2034 – A Day in the Working Life

With Equity Tokens, Lifelong Learning Wallets, and intelligent seamless Work-Matching Platforms

Sit back, suspend disbelief, and join me in 2034….

The year is 2034, and I marvel at how different everything is from my parents’ working lives.  Every morning, as my neural notification device gently awakens me to optimal alertness, I'm grateful for our new education system. We each receive a Lifelong Learning Wallet – a personal education budget tied to our Digital Identity that provides ₿10 million (equivalent to $1 million today) for developing skills, or knowledge. Just yesterday, I enrolled in a cutting-edge Disney-Harvard course on Virtual Architectures, joining brilliant minds from across the globe. A programmer from Soweto, an artist from Stockholm, a designer from Seoul, and a neuropharmacologist from São Paulo. Access to the course depends solely on our capability rather than privilege and our achievements are verified instantly. The pressure to keep learning can feel overwhelming but it's a far cry from the crushing student debt of the past, and the lottery of who teaches us.
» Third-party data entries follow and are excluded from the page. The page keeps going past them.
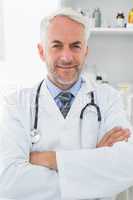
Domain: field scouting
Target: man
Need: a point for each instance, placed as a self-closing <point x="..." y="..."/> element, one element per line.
<point x="75" y="157"/>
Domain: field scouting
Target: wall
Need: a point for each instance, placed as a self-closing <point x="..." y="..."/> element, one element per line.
<point x="22" y="65"/>
<point x="112" y="54"/>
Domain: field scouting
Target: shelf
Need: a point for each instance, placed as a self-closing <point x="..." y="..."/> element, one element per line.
<point x="119" y="31"/>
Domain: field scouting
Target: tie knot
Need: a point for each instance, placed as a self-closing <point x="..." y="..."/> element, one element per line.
<point x="65" y="97"/>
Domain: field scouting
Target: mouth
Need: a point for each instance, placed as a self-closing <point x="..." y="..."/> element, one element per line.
<point x="67" y="67"/>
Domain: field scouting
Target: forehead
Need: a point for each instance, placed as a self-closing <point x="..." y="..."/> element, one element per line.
<point x="62" y="28"/>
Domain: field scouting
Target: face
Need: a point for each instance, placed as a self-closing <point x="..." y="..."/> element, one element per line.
<point x="65" y="51"/>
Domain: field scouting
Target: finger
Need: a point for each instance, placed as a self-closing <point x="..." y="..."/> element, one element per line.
<point x="118" y="134"/>
<point x="121" y="138"/>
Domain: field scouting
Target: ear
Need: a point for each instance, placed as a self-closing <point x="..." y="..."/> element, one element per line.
<point x="41" y="51"/>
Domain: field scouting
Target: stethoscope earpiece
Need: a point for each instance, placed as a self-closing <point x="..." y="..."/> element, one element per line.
<point x="35" y="136"/>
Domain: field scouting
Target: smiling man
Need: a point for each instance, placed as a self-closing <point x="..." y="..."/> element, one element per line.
<point x="67" y="137"/>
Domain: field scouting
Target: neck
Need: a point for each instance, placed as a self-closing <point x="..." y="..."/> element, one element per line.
<point x="61" y="86"/>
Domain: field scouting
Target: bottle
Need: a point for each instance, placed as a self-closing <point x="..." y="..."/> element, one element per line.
<point x="130" y="16"/>
<point x="97" y="16"/>
<point x="120" y="19"/>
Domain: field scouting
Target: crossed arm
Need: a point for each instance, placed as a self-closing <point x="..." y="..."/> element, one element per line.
<point x="48" y="158"/>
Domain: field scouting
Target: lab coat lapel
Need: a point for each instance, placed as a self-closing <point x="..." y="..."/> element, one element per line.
<point x="81" y="99"/>
<point x="47" y="103"/>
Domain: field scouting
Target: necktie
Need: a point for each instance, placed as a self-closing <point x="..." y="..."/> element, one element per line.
<point x="65" y="100"/>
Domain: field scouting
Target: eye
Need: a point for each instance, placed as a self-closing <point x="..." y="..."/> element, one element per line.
<point x="57" y="46"/>
<point x="77" y="46"/>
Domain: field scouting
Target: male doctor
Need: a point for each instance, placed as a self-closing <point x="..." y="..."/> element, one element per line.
<point x="73" y="156"/>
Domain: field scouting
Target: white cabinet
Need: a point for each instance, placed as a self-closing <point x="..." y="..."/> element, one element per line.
<point x="110" y="48"/>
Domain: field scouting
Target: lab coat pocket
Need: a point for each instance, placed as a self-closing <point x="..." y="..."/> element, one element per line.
<point x="89" y="128"/>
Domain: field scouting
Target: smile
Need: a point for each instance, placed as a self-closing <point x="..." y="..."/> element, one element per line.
<point x="62" y="67"/>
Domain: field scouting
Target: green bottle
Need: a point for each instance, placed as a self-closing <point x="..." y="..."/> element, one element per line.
<point x="97" y="16"/>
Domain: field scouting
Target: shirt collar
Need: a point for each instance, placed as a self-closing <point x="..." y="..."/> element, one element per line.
<point x="54" y="90"/>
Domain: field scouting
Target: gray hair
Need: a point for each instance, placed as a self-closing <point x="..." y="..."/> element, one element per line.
<point x="69" y="13"/>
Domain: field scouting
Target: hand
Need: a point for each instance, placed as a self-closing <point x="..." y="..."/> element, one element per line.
<point x="114" y="135"/>
<point x="46" y="159"/>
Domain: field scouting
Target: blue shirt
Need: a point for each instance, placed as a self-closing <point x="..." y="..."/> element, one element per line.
<point x="54" y="90"/>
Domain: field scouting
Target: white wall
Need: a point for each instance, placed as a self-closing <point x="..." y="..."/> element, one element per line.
<point x="22" y="65"/>
<point x="1" y="32"/>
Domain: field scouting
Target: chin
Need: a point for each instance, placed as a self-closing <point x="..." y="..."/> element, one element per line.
<point x="66" y="82"/>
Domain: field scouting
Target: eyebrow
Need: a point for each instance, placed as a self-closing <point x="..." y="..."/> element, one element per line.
<point x="74" y="43"/>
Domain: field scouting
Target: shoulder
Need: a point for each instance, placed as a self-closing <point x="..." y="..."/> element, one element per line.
<point x="19" y="99"/>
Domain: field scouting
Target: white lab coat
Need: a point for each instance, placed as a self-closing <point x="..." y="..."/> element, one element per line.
<point x="84" y="171"/>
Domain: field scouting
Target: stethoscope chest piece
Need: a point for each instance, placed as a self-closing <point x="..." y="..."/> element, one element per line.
<point x="35" y="136"/>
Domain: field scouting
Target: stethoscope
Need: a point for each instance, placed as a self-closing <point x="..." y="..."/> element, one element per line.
<point x="35" y="135"/>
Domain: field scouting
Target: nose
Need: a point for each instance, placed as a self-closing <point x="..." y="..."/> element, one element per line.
<point x="66" y="56"/>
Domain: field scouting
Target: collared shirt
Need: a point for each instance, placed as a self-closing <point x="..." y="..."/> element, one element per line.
<point x="54" y="90"/>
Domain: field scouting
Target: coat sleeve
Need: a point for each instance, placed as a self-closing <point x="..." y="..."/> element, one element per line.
<point x="18" y="178"/>
<point x="100" y="172"/>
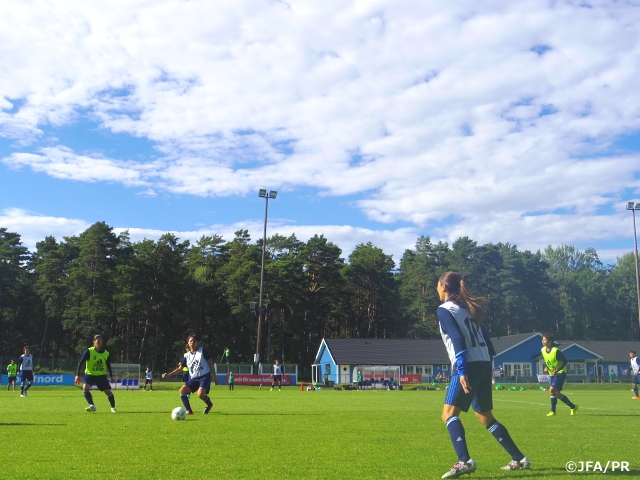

The work landscape has evolved just as dramatically - gone are the rigid 9-to-5 schedules and 90 minute commutes in polluted traffic. My mornings flow between diverse projects: coding for climate initiatives, designing virtual concert spaces, and mentoring junior developers. Each contribution rewards me with Equity Tokens – bursts of digital ownership dropping into my account. The Work-Matching Platform suggests these projects based on my skills and interests, with uncanny accuracy. Not every project becomes the next Amazon-MIT, Uber-Volkswagen, or, Apple-Samsung, but the opportunity to collaborate is rewarding.

Last week, I collaborated with a team spread across five continents to solve a complex energy storage problem. We formed a temporary company, pooled our skills, and shared the rewards equally. No middlemen, no corporate hierarchy - just pure innovation and some success. What amazes me most is how seamless it all is. The platform handled everything - instantaneous business registration, smart contracts, tax calculations, equity distribution.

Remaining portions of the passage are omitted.